Anonymous wrote:

Anonymous wrote:

Anonymous wrote:They are not totally independent, but also not totally dependent. But your point is taken.

The takeaway is that college admission is NOT a lottery system like some posters claimed.

If your stats puts on in the game, you want to apply to AS MANY top 20 as possible!!!

In mathematical terms, related to game theory, they are totally independent events, in that the outcome of one does not affect the outcome of another.

https://mathematicalmysteries.org/independent-and-dependent-events/

But as noted, despite that you cannot use game theory because you can’t know the starting odds of your admission the way you can know that you have a 1 in 52 chance of drawing the 8 of hearts from a full deck of cards.
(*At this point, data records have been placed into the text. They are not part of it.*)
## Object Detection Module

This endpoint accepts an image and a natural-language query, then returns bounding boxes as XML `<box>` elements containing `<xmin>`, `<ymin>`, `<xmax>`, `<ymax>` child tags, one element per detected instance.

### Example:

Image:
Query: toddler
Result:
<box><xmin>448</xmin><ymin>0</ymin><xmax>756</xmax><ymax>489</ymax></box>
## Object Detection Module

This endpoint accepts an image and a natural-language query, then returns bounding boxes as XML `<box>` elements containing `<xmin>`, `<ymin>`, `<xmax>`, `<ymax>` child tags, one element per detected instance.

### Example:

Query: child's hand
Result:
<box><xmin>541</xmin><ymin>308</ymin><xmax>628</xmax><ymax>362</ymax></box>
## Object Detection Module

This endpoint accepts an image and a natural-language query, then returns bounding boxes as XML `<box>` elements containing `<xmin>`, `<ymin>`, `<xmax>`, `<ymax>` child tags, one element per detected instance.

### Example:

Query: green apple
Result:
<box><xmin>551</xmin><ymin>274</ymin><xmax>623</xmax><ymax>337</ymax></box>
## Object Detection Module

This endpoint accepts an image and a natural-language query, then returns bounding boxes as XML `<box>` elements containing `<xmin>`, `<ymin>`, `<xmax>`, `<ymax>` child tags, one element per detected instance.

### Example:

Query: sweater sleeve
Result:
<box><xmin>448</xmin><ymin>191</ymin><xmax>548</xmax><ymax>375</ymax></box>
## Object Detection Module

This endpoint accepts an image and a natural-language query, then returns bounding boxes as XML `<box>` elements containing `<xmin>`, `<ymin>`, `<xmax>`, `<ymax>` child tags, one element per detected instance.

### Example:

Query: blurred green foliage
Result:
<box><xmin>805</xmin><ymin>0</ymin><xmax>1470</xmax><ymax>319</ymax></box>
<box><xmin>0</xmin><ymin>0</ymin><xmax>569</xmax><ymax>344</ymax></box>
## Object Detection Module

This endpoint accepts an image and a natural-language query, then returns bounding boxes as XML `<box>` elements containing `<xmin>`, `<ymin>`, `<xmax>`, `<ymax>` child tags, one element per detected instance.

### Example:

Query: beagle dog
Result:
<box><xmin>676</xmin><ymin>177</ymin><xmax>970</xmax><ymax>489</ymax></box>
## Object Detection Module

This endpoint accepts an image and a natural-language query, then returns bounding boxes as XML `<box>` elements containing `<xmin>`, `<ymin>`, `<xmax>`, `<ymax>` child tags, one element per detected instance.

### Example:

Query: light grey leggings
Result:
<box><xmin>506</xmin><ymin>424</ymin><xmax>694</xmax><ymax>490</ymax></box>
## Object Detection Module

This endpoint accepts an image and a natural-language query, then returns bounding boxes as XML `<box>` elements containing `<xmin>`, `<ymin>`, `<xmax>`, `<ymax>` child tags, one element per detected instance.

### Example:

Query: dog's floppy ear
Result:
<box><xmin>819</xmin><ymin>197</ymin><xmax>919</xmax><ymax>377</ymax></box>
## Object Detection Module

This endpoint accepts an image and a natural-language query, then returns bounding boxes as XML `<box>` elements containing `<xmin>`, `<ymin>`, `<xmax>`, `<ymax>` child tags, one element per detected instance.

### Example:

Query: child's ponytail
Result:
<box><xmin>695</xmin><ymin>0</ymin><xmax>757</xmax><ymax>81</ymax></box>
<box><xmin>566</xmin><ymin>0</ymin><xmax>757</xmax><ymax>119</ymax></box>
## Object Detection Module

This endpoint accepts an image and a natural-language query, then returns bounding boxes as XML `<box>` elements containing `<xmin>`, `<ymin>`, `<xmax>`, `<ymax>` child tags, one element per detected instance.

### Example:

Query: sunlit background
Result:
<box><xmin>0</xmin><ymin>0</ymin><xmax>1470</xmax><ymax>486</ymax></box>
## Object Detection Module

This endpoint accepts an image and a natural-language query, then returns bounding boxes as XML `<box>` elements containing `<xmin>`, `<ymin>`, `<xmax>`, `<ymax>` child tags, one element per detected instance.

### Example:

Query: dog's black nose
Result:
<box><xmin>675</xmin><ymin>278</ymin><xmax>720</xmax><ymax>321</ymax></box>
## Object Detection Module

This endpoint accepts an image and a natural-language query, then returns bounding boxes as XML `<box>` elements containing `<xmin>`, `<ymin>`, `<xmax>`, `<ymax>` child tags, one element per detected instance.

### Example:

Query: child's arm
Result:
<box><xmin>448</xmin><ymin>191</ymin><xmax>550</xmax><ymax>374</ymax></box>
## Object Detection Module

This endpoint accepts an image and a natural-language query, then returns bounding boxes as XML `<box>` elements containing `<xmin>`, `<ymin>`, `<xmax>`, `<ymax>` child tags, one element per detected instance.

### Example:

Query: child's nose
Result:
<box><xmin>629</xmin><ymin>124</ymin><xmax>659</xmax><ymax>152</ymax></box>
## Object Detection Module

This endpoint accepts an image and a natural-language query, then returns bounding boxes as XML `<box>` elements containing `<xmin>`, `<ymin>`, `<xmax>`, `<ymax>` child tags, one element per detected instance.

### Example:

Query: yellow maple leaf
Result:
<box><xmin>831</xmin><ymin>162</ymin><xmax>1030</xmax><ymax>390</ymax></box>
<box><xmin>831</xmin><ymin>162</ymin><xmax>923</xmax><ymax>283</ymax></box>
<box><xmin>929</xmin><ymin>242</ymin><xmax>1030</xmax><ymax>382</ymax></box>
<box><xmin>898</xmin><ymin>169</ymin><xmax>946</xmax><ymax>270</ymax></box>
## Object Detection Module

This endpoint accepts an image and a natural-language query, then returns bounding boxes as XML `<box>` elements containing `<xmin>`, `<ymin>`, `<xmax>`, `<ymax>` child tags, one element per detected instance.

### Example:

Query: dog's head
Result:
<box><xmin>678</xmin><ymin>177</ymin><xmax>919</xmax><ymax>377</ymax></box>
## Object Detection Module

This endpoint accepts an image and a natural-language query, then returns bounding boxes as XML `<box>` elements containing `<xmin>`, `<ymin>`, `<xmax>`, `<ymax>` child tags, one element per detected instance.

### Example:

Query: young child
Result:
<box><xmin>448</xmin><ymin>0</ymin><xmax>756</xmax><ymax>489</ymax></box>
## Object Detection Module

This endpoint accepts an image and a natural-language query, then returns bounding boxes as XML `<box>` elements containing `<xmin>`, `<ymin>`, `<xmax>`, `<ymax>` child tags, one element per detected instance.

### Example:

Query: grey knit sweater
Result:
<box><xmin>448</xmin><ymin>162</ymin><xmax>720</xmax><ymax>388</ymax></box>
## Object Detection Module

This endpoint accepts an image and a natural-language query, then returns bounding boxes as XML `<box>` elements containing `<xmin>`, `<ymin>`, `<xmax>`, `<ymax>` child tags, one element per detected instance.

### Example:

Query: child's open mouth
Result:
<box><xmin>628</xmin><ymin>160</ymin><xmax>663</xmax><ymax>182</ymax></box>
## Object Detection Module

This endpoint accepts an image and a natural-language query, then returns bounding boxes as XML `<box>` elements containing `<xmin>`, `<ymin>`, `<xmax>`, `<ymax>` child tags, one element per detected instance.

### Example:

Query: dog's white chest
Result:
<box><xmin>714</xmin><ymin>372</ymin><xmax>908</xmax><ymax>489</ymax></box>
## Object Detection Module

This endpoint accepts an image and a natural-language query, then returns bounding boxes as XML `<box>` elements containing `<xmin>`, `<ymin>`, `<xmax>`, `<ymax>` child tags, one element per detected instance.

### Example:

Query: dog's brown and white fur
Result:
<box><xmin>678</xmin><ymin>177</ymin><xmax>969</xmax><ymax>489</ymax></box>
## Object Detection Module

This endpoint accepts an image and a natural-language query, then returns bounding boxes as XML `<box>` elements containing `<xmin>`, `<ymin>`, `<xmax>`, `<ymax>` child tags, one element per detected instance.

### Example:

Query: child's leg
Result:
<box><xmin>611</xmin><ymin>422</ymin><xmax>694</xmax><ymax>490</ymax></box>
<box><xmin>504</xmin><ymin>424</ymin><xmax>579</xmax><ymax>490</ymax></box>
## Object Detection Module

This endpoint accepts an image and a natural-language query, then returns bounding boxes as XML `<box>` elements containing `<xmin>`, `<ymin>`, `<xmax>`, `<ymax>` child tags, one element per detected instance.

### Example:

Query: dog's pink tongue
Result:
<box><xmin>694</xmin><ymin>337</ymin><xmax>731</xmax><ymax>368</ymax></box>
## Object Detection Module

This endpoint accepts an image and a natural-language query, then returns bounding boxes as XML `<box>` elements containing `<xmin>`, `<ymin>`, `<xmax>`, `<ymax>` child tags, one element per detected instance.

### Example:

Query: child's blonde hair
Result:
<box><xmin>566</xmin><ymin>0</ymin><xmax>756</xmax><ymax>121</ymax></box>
The occurrence of one does affect the probability of the others also occurring. If a student is in at MIT and Harvard, there is a greater than 4% chance of them also being in at Princeton.

Anonymous wrote:

Anonymous wrote:

Anonymous wrote:

Anonymous wrote:They are not totally independent, but also not totally dependent. But your point is taken.

The takeaway is that college admission is NOT a lottery system like some posters claimed.

If your stats puts on in the game, you want to apply to AS MANY top 20 as possible!!!

In mathematical terms, related to game theory, they are totally independent events, in that the outcome of one does not affect the outcome of another.

https://mathematicalmysteries.org/independent-and-dependent-events/

But as noted, despite that you cannot use game theory because you can’t know the starting odds of your admission the way you can know that you have a 1 in 52 chance of drawing the 8 of hearts from a full deck of cards.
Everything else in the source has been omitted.